To address inherent observational challenges—including subjective stage identification and environmental interferences—we implemented a composite validation strategy. This integrated automated checks for internal consistency with expert review of ambiguous cases. Additionally, temporal coherence of temperature-sensitive stages was verified against independent climate records. This multi-tiered approach achieved a final data integrity exceeding 99%.

  • Training & Instrument Calibration: Observers received rigorous training using standardized Agrometeorological Observation criteria to minimize subjective biases. Regular calibration of all field measurement instruments was performed.

  • Automated & Rule-Based Validation: Prior to expert review, the dataset underwent a series of automated QC checks. This included:

    *Completeness and Duplication Checks: Ensuring no records were missing or duplicated.

    *Internal Consistency Checks: Ensuring the logical sequence of phenological stages (e.g., emergence always follows sowing).

    *Value Range: Flagging values outside plausible biological limits ranges and illogical stage sequences.

    *Temporal Coherence Assessment: Identifying values that were extreme outliers (±3 standard deviations) from station-specific historical means.

    *Cross-Validation with Independent Climate Data: As an additional objective check, the dates of temperature-sensitive phenological stages (e.g., JO, TA, FL) were cross-referenced with daily temperature records from the same station. Records occurring during periods of known cold stress or physiologically implausible temperatures were flagged for expert re-evaluation.

  • Expert Review and Consensus-Based Arbitration: The cases flagged by the automated and climate cross-checks (constituting a small fraction of the total data) were subjected to a formal expert arbitration process. A panel of agronomy experts reviewed these ambiguous cases with access to historical context and station logs, making consensus-based decisions on data imputation or correction. This process leverages human expertise to resolve cases that rigid algorithms cannot.

This comprehensive, multi-faceted protocol ensures that the final dataset benefits from both the objectivity of automated checks and the contextual understanding of domain experts, resulting in a high-integrity product suitable for climate impact studies.

Utility and Applications

This long-term, spatially explicit dataset enables multiple research and practical applications. For the scientific community, it supports investigation of spatiotemporal phenological patterns under climate change and facilitates mechanistic understanding of crop-environment interactions. The integrated analytical approach (KDE with trend analysis) provides enhanced validation capabilities for process-based crop models.

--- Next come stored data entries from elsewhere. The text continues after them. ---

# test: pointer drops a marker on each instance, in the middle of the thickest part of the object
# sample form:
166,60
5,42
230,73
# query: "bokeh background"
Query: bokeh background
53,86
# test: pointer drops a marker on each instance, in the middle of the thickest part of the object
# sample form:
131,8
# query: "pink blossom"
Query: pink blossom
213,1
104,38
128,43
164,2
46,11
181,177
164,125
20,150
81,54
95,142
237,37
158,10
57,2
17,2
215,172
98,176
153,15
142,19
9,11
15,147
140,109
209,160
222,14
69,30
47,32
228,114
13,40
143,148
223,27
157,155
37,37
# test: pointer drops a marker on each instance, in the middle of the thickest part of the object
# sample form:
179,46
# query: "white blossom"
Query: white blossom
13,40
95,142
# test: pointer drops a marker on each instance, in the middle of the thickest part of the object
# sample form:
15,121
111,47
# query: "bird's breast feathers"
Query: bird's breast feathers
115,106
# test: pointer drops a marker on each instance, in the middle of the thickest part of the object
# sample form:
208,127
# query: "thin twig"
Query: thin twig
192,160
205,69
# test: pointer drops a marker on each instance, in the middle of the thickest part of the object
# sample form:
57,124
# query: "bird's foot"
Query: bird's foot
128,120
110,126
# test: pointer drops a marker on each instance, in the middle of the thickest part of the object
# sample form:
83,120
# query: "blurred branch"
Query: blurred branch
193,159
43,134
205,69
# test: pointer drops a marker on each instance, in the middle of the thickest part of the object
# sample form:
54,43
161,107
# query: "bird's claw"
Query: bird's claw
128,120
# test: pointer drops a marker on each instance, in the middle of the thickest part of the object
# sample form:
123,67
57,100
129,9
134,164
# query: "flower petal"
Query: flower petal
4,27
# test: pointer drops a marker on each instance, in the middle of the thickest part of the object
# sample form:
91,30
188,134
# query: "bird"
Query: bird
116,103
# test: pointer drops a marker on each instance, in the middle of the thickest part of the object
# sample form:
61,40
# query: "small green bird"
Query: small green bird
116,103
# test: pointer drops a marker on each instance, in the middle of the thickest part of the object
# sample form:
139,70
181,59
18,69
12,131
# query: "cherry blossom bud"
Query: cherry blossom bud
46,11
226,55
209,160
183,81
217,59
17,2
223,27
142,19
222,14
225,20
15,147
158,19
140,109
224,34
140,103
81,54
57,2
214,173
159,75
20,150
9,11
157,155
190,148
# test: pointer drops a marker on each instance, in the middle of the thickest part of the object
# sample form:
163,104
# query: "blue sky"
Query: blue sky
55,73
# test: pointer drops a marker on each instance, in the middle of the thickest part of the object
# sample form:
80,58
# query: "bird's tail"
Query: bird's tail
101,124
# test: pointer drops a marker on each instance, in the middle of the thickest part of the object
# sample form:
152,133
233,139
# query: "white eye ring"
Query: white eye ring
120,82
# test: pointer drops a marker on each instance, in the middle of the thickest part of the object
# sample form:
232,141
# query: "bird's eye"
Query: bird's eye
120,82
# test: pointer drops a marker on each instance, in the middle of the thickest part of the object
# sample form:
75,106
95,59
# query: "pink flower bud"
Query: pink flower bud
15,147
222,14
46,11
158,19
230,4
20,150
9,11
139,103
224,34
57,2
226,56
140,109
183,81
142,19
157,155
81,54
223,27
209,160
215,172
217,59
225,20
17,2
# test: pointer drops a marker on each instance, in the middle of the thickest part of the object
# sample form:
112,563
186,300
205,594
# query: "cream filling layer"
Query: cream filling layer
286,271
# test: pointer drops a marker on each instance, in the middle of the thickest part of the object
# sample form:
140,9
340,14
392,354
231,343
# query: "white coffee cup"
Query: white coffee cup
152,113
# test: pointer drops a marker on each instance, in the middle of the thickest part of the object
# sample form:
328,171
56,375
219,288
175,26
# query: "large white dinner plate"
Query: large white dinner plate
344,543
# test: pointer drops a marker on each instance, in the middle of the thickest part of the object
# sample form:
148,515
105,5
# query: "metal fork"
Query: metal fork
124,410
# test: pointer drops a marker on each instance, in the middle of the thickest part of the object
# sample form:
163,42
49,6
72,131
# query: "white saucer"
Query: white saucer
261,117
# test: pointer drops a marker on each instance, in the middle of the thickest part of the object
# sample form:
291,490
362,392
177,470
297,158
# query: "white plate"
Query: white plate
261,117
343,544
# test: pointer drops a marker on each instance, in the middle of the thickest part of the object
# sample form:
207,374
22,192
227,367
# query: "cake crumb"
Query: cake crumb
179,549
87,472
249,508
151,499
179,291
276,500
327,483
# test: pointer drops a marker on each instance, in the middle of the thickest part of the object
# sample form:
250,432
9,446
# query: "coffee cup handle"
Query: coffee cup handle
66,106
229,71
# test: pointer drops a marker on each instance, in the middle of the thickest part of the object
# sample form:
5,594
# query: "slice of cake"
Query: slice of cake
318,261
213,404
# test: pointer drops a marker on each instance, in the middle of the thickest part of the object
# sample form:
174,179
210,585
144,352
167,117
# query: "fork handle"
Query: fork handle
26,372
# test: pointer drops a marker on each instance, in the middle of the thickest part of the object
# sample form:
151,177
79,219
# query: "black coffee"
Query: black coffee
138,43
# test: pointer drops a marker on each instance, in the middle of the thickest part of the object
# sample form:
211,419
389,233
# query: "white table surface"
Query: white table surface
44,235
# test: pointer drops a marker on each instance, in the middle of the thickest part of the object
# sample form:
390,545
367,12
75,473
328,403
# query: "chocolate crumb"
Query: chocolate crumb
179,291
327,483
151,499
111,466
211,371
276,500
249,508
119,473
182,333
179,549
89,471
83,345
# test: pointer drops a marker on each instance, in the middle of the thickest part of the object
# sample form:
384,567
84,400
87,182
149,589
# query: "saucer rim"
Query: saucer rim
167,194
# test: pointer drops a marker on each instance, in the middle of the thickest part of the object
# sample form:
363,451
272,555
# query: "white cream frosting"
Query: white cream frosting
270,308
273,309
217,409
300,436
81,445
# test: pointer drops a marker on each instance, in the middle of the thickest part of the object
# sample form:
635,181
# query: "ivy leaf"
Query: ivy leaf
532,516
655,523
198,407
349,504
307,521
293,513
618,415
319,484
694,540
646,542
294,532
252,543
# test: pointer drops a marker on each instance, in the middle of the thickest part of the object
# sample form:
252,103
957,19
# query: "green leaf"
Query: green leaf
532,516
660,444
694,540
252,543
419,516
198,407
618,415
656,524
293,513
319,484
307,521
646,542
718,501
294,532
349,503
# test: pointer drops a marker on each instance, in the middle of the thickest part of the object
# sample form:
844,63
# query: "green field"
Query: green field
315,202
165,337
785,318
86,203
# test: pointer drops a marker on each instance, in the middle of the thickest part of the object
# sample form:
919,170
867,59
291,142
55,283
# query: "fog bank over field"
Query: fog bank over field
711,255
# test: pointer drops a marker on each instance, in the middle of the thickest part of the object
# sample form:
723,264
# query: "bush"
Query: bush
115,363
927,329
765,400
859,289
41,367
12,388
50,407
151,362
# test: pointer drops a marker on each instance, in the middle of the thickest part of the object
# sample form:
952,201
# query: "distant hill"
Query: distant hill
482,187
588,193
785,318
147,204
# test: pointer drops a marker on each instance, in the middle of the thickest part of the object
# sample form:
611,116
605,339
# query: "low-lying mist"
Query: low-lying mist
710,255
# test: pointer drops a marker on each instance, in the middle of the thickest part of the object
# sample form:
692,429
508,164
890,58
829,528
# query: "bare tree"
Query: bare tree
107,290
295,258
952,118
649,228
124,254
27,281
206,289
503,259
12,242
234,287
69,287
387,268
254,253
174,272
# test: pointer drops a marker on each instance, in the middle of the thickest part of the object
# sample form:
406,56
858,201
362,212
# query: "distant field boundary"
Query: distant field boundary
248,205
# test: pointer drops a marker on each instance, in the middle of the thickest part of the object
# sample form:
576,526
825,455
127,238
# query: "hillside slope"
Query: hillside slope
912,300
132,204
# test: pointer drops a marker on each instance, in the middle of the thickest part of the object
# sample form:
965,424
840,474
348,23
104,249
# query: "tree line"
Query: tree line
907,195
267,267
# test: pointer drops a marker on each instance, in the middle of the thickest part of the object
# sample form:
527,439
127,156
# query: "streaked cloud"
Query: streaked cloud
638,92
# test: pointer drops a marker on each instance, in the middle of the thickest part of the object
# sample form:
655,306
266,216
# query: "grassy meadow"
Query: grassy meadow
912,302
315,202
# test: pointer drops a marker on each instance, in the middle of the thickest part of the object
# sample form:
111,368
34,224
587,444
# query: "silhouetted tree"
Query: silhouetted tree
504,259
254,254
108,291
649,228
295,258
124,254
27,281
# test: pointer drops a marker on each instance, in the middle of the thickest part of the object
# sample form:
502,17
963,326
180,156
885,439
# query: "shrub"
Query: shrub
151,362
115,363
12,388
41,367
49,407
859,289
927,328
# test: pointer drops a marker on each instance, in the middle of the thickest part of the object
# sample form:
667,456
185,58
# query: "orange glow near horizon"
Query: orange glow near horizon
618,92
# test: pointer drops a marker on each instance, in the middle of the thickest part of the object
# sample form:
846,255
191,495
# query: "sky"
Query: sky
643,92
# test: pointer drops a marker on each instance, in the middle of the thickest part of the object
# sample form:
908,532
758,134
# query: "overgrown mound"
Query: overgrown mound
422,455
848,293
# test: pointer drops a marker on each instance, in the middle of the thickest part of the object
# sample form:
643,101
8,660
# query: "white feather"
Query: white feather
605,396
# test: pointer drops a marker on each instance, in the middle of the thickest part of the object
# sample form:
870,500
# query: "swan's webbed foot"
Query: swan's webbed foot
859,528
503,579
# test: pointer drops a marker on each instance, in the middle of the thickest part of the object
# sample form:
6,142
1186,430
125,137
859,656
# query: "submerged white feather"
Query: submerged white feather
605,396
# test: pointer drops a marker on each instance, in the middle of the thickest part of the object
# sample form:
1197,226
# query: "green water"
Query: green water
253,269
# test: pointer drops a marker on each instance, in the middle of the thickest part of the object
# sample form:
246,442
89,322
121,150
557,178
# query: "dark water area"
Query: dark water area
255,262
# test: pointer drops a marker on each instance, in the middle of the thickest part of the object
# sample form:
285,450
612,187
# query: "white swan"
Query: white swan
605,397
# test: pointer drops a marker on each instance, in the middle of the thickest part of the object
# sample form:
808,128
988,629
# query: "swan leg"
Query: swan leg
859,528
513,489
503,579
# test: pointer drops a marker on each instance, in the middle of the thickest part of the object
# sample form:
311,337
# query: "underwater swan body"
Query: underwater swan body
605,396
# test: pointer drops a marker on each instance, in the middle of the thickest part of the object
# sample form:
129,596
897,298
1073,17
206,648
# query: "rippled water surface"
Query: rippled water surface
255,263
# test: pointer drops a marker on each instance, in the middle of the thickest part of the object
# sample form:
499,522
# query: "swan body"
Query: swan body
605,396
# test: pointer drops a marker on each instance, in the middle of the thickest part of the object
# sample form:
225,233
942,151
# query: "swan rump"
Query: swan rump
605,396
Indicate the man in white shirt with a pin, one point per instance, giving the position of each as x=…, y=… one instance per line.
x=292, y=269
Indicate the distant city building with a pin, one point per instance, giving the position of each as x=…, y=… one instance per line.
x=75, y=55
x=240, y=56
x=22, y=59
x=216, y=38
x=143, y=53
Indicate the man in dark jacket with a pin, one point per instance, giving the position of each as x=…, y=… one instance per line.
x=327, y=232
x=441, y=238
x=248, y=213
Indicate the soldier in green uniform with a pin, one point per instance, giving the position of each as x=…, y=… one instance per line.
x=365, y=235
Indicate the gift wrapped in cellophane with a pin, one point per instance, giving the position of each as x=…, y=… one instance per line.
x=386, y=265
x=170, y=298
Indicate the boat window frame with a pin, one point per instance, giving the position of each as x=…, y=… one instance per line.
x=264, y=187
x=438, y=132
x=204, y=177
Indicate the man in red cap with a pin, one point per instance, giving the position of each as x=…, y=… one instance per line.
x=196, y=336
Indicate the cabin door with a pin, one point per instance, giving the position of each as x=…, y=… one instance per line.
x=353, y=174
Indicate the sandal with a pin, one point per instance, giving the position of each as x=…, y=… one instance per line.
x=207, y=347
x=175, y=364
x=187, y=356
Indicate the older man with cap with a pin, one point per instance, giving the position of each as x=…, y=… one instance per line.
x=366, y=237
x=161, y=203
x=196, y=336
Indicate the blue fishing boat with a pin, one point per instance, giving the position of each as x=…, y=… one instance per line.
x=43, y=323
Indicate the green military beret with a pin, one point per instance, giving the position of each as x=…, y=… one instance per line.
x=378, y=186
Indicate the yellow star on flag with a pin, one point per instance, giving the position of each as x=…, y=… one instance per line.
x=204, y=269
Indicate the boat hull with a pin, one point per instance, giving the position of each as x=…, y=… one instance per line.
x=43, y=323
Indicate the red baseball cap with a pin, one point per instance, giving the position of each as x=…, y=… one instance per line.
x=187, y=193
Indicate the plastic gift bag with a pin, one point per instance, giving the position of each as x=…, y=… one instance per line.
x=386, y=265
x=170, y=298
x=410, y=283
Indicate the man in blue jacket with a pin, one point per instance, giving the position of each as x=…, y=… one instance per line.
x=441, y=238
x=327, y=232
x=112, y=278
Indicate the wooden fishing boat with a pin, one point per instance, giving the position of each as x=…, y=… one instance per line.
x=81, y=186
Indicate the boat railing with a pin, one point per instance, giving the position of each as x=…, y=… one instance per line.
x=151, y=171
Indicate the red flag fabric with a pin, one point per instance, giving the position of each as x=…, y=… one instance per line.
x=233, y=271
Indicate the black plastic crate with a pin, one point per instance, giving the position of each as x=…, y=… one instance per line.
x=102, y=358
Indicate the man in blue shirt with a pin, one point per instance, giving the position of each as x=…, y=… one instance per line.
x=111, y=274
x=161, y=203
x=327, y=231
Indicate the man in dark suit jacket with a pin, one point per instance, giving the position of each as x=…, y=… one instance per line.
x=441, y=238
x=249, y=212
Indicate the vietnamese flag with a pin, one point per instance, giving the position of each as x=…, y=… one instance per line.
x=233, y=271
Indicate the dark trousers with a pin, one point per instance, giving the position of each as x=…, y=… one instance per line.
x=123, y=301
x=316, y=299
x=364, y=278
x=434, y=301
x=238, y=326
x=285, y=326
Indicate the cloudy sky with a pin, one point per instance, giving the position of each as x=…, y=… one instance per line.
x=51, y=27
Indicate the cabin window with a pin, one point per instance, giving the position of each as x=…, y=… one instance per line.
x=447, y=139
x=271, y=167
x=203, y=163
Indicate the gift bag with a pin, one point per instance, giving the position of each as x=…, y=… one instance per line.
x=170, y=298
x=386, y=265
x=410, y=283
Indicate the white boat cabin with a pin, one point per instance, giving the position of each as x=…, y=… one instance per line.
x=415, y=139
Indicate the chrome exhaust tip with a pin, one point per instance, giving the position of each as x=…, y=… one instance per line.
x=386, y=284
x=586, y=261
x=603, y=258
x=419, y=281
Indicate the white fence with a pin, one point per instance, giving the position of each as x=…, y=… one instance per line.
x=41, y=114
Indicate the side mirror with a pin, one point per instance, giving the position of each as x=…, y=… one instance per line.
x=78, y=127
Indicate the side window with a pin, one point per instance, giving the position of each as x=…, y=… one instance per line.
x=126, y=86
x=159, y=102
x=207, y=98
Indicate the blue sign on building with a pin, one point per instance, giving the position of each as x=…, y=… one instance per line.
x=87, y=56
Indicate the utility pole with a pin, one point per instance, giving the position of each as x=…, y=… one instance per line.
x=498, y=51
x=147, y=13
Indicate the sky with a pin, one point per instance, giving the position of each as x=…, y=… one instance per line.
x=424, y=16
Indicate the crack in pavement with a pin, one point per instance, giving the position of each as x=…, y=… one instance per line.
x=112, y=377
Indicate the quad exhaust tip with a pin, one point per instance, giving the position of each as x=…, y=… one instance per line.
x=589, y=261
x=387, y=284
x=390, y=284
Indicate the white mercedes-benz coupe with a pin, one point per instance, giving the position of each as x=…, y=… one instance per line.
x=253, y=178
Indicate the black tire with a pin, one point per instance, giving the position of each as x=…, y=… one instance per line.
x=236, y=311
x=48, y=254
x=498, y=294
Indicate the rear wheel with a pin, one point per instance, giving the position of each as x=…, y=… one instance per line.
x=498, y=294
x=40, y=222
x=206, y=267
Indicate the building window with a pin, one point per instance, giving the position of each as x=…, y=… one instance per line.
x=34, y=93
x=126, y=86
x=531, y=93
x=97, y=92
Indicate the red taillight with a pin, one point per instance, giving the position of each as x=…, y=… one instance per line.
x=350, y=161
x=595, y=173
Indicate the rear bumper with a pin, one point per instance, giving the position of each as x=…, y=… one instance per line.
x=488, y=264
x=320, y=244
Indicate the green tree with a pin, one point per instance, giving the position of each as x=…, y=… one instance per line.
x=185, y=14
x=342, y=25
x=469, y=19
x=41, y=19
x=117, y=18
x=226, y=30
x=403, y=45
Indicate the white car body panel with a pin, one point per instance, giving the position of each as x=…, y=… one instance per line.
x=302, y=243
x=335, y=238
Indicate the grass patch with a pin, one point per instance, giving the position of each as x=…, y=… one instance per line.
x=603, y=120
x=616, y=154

From an applied perspective, the dataset informs climate adaptation strategies through evidence-based guidance on cultivar selection, planting schedules, and field management practices. By elucidating trends in growth stage timing and duration, it empowers farmers and agricultural planners to optimize production systems in response to evolving climatic conditions, thereby enhancing regional food security resilience.